There is no data to migrate as non has ever been generated.
To ensure the same values are created for users you must ensure that the following configuration values for your v3 IdP are exactly the same as they were for v2.
- The salt value used by the SharedToken data connector
- The id of the user attribute used the SharedToken data connector, generall either UID or sAMAccountName.
- The entityID of your IdP.
Use the AAF Attribute Validator to verify that the same sharedToken values are being generated for users.
Created and stored in a Database
SharedTokens that are stored in a database are the simplest to migrate. The table structure has not changed between versions.
To export the data
mysqldump -u idp_user -p -h localhost --no-create-info --complete-insert IDP tb_st > tb_st.sql
To import the data, transfer the file to the new IdP, then
mysql idp_db < tb_st.sql
Check the data imported correctly. There are two columns in this table.

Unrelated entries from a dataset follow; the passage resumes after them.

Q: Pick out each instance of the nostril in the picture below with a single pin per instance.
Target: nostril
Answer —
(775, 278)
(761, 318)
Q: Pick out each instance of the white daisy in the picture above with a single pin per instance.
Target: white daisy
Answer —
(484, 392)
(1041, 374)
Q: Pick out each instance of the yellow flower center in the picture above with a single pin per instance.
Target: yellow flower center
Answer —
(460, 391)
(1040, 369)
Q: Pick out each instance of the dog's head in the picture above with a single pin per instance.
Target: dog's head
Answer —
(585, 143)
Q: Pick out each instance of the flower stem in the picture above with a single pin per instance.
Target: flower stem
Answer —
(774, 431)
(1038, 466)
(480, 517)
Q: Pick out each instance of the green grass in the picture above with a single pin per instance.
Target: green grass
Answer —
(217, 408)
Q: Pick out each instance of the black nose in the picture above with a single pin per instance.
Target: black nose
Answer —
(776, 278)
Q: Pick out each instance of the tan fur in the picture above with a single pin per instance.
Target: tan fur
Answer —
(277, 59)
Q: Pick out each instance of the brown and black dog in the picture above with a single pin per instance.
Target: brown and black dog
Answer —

| Column Name | Description | Example data |
|---|---|---|
| uid | The users username | fred |
| sharedtoken | The users shared token value | EgFefK5xD77Fn6OXPQU8oyKL5HE |
Created and stored in the LDAP directory
This is probably the most difficult option for migration because extracting the values from the LDAP directory can be difficult for the following reasons.
- The directory server limits the number of user records returned
- The directory server limits the time available to perform a search
Together these issues can make it difficult to ensure you have recovered all user’s shared token values.
The recommended approach is the ensure the old and new IdPs are generating the same shared token values for your users. As users log in the new IdP will populate their shared token values into the database.